Question about knn and Opensearch shards

Hello OpenSearch Community,

I hope you’re all doing well. I’ve been delving into the mechanics of k-NN search in an OpenSearch index setup that we have, and I’ve come across an interesting challenge that I’d appreciate some insight on.

Our current index configuration uses "number_of_shards": 4, and for our k-NN searches, we have set k=40. If I’ve understood the documentation correctly, this means that for each query, each shard would return its top 40 most relevant documents based on the specified vector similarity.

This brings me to a potential concern: Consider a scenario where the 41st nearest neighbor in shard1 is, in fact, more relevant than, say, the 20th nearest neighbor from shard2. Given our current configuration, the coordinating node would never see the 41st result from shard1. This could potentially lead to us missing out on more relevant results.

What SELECT kNN LIMIT L will return when L > k. This doesn’t throw any errors, and can indeed sometimes return L results.

I would be grateful if someone could shed light on this behavior. Are there recommended strategies to address this in a multi-shard setup with k-NN?

Thank you for your time and expertise!

Best regards

This is a great question. Let me take a stab at resolving your query. Taking your use case of 4 shards and k=40, each shard is returning its top 40(if size =40) most relevant docs after looking at all the segments.

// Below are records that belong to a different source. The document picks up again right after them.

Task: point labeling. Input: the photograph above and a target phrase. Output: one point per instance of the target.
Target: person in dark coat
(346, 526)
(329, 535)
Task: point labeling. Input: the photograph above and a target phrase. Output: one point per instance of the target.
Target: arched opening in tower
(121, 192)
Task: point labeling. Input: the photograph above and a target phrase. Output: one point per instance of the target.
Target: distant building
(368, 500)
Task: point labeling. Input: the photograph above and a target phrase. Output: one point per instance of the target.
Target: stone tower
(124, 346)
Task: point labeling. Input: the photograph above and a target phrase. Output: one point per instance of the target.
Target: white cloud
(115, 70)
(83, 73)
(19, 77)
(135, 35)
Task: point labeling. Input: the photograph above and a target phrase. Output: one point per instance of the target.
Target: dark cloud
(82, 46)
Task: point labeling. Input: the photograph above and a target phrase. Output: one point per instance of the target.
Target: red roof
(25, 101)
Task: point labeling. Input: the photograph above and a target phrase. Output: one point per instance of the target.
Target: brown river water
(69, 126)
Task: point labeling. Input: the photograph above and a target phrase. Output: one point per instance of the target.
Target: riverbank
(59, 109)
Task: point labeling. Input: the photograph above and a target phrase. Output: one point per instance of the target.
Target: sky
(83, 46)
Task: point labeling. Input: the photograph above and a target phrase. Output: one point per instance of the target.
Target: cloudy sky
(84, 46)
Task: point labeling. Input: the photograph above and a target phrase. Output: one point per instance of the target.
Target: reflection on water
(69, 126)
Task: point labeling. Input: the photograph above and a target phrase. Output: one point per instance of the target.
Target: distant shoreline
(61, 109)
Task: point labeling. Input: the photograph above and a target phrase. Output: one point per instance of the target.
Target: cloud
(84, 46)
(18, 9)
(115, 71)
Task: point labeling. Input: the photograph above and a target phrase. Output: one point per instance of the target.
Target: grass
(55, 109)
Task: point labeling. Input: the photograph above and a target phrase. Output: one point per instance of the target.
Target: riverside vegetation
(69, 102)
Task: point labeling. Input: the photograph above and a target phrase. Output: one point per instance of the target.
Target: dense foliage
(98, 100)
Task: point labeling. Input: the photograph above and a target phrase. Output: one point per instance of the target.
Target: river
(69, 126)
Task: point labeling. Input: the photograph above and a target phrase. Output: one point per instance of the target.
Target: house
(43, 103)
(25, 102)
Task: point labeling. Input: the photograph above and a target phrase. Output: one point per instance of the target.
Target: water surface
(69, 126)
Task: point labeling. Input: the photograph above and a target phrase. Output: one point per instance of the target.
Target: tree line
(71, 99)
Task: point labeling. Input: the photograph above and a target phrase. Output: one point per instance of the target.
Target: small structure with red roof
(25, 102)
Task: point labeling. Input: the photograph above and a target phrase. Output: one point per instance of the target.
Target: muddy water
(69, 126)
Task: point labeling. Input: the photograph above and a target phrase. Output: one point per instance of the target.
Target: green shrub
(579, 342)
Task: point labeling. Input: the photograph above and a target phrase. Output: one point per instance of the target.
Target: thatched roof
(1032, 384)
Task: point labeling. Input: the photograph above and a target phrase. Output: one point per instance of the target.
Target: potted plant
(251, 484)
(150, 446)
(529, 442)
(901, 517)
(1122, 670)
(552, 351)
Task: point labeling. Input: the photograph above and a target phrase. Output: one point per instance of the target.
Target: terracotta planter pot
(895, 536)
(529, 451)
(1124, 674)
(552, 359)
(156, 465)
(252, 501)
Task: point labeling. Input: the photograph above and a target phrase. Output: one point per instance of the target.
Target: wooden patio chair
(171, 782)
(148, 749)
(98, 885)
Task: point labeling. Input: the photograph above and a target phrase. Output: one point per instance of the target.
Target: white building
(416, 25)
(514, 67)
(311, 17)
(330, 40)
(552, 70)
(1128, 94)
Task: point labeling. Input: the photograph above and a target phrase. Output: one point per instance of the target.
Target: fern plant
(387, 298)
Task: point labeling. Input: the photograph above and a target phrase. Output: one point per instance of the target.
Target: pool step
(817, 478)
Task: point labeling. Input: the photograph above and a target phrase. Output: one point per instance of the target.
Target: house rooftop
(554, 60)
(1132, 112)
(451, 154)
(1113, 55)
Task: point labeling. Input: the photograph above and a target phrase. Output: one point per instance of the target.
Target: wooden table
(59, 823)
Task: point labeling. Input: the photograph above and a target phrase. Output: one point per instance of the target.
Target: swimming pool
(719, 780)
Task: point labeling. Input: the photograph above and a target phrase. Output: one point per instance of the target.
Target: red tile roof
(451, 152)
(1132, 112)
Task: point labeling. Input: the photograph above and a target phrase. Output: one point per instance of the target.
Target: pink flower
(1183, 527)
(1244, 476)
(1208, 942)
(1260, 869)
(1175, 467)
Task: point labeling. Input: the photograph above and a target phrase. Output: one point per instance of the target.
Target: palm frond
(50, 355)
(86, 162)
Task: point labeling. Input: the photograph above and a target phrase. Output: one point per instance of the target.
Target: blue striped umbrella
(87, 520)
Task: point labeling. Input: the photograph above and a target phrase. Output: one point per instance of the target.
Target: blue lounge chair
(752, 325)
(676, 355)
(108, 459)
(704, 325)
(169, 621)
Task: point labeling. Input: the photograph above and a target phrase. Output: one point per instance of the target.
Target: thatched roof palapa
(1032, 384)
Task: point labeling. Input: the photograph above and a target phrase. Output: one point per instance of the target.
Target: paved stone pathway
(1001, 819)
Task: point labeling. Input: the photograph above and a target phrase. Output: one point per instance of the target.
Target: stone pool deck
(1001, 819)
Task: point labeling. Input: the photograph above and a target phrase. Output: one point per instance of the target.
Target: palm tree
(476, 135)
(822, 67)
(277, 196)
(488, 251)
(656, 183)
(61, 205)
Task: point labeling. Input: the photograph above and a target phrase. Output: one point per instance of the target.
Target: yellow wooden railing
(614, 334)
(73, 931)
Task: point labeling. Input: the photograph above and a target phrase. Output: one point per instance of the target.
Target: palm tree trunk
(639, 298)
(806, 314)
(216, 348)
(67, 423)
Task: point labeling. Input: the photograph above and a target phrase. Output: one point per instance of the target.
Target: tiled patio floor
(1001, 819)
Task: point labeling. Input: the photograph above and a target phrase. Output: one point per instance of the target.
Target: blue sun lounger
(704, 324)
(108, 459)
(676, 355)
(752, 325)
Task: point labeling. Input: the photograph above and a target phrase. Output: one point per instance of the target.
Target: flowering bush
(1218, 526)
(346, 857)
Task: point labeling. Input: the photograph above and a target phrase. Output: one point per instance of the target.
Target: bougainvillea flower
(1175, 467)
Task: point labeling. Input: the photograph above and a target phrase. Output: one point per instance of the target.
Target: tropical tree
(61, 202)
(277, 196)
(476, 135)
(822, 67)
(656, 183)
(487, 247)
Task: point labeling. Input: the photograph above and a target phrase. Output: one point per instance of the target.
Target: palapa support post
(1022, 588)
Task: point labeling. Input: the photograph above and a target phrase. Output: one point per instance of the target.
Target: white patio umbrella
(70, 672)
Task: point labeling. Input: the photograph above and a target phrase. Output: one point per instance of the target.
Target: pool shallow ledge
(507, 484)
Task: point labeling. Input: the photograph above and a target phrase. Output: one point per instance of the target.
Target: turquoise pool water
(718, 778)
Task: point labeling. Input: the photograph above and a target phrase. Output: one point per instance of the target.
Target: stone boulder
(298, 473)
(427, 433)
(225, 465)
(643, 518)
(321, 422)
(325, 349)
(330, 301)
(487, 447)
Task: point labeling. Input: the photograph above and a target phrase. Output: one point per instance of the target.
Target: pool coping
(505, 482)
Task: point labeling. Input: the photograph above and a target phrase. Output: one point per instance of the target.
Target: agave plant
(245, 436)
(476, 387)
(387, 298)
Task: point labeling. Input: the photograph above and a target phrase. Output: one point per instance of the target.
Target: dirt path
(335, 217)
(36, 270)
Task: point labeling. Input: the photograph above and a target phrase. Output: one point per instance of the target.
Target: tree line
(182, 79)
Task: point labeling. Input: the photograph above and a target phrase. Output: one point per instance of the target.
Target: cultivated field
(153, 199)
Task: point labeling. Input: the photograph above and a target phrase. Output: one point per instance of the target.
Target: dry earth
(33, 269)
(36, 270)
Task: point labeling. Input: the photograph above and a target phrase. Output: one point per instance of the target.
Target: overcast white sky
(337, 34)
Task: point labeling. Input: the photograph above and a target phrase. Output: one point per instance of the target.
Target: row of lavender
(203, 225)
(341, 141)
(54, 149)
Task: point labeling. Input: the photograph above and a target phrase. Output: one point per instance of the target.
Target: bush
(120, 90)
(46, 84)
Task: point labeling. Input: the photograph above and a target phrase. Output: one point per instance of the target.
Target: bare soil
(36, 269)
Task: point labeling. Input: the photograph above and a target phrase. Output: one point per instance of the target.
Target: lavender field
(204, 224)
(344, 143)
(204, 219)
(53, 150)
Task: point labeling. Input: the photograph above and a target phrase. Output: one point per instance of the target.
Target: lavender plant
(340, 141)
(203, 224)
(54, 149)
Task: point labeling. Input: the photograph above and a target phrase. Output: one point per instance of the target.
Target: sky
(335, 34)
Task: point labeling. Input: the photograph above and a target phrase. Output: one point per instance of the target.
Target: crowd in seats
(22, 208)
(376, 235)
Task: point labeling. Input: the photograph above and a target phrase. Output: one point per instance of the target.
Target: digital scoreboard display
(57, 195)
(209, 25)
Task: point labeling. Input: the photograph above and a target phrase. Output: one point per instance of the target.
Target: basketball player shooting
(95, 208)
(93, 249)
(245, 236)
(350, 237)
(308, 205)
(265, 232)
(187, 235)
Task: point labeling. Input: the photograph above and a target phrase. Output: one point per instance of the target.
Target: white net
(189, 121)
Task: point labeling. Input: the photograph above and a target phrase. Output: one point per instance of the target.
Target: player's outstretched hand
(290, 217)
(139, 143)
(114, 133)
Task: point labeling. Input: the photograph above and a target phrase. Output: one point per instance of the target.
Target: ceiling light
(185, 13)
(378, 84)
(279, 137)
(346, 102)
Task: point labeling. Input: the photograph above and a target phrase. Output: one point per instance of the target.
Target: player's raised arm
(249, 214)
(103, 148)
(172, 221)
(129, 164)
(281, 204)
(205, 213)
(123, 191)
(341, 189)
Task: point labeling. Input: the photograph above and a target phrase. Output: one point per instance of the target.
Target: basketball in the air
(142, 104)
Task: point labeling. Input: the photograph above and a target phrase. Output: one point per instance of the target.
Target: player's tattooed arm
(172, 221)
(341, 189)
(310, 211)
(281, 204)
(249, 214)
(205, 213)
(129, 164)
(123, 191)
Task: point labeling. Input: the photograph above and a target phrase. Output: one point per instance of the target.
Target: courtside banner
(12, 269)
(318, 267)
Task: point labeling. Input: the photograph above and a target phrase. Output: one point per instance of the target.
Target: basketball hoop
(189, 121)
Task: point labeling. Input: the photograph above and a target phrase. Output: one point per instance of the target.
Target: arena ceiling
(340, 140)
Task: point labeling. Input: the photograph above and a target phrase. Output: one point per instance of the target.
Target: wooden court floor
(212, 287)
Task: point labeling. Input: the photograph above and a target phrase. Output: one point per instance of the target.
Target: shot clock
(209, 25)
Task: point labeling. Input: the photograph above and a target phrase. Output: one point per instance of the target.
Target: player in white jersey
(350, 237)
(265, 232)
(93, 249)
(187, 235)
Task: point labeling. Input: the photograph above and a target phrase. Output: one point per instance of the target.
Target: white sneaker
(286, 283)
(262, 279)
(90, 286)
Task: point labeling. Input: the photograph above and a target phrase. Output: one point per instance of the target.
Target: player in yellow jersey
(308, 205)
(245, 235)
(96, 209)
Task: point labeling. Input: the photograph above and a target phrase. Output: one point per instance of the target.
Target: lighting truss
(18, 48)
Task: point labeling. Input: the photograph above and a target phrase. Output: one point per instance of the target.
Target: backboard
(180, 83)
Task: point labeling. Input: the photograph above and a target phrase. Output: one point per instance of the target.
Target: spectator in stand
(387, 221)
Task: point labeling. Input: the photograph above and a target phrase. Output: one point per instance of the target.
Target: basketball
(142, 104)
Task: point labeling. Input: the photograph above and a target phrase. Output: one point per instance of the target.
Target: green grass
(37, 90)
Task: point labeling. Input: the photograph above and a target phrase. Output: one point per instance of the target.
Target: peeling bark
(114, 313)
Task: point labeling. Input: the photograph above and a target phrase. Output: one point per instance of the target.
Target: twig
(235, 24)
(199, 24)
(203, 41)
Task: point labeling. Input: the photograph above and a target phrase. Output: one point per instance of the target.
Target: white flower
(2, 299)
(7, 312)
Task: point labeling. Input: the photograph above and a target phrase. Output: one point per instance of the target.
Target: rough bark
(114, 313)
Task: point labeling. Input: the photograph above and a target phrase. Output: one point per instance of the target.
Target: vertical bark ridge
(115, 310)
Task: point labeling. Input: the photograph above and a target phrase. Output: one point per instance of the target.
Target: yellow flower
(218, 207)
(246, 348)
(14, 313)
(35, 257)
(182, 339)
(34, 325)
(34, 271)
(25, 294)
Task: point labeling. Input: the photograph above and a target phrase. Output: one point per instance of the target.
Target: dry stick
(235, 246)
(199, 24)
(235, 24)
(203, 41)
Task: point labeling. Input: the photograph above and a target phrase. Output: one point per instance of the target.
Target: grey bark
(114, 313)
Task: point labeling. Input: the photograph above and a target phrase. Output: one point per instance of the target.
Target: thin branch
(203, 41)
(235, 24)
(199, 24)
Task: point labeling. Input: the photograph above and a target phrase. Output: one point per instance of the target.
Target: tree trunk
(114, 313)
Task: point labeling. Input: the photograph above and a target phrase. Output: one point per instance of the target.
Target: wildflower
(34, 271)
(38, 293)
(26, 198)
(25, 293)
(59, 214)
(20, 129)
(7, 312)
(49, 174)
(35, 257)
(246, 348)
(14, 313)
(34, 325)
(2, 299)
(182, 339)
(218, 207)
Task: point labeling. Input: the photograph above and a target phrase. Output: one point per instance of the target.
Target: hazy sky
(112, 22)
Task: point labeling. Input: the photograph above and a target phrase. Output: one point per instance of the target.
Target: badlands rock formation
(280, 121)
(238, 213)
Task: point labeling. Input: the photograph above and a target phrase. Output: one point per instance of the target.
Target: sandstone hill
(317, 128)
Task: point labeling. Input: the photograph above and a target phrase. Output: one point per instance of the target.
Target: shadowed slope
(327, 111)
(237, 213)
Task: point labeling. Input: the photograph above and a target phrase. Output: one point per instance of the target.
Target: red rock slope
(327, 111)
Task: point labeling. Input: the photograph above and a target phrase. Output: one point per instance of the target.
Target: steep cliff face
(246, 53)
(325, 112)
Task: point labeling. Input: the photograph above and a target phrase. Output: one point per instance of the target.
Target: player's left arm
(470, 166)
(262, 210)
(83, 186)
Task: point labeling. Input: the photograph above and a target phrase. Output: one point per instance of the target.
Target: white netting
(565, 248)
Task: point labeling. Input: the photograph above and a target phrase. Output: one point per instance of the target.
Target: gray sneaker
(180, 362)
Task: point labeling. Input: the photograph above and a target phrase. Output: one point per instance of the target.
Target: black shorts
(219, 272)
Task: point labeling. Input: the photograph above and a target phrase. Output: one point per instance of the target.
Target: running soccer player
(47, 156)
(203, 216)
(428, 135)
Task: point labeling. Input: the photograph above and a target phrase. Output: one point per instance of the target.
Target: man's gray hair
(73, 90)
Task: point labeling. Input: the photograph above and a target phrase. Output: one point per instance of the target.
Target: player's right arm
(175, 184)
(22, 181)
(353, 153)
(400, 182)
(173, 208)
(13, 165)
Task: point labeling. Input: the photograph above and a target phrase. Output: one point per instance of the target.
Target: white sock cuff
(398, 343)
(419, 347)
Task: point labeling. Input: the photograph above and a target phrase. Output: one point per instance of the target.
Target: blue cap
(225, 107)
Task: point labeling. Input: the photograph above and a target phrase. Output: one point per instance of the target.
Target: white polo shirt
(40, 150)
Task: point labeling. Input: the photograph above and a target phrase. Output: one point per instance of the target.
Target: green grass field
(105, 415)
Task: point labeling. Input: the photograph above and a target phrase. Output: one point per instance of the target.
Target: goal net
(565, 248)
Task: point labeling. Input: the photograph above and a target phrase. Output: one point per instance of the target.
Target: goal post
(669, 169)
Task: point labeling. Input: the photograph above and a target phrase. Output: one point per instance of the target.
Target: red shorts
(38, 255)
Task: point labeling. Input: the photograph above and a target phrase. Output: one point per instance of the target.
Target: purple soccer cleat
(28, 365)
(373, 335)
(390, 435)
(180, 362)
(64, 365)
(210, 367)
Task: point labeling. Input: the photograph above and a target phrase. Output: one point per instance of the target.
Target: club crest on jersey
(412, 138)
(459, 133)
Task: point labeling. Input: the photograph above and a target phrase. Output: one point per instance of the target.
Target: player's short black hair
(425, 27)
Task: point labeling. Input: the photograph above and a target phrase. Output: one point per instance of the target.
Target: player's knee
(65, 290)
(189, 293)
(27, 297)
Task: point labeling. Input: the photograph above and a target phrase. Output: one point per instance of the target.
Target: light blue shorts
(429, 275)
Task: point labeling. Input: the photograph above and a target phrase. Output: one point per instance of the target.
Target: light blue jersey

So if for Shard1 41st document is more relevant than shard2 20th document yes that 41st document will not reach to coordinating node. But that 20th result will never be passed to the customer too. So in way in search response is getting the top 40(size=40) most similar documents.

I hope that ans first part of the question.

Recommendation: When doing vector search keep size parameter and K same.

FYI this is same behavior for text search also. There K is replaced by size.

What SELECT kNN LIMIT L will return when L > k. This doesn’t throw any errors, and can indeed sometimes return L results.

Yes it will not throw error. This is also similar case. So the way to think here is because every segment of shard is returning k documents and at shard level we take top documents = size value and send it to coordinator. So if there are multiple shards you see that if L>K you will get L documents if multiple shards and segments are there. If there is 1 shard and 1 segment then you will get only K documents if K > size.

Let me know if you have further questions and if there is more confusion. I remember answering same question on github too let me find and attach it for reference.

Thanks @Navneet for your help

Hello everyone,

Thank you so much for your support and assistance!

I would like to add some more questions about the behaviour of search queries of the form

SELECT kNN(input)

We are also using

"min_score": 0

as a default setting. I am running experiments with and without that setting, and the results are the same.

However, we are having hard times understanding the result size that these queries return when executed against our OpenSearch cluster. We are using OpenSearch version 2.7

Our cluster is configured to have 4 shards, and currently has about 950,000 documents in the index that we are querying. We therefore expect that whatever our query input is, we will always find sufficient number of documents.

However, regardless of the values of k that we use, we are always getting 10 documents in the result. If k is 30 we are getting 10 results. If k is 5 I am also getting 10 results. Why could that be happening?

Appreciate your time and help,

@krum.bakalsky . It’s possible you are not mentioning “size” attribute in the query. By default Opensearch uses size :10. You should use “size” to determine how many neighbors you want at end. “K” will determine how many neighbors to pull at segment level for evaluation.

1 Like

Oh, that must be it! Tons of thanks, @vamshin , this solved it! :pray:

1 Like

@Navneet thanks for your response. I would like to add few points based on @eric.utrera question.

Turns out this can be a problem, definitely in our case because we had a custom ranking logic on the top of rerieved documemts. Since number of documents retrieved are actually K × shards for lucene engine and K × segments for nmslib, missing out on 41st neighbor from shard1 impacted our overall ranking.

To avoid this we tried increasing K to max alllowed which is 10000 but still few neighbors would be left out because we have more than 10000 documents in each segment

For this reason, we are now thinking of switching to exact KNN with script instead.

Do you have any suggestions on what could we do if want to ensure that 41st neighbor to be prioritized over other 20 neighbors from different shard ?
Is there a way to have more control over how documents are distributed in shards or segments ?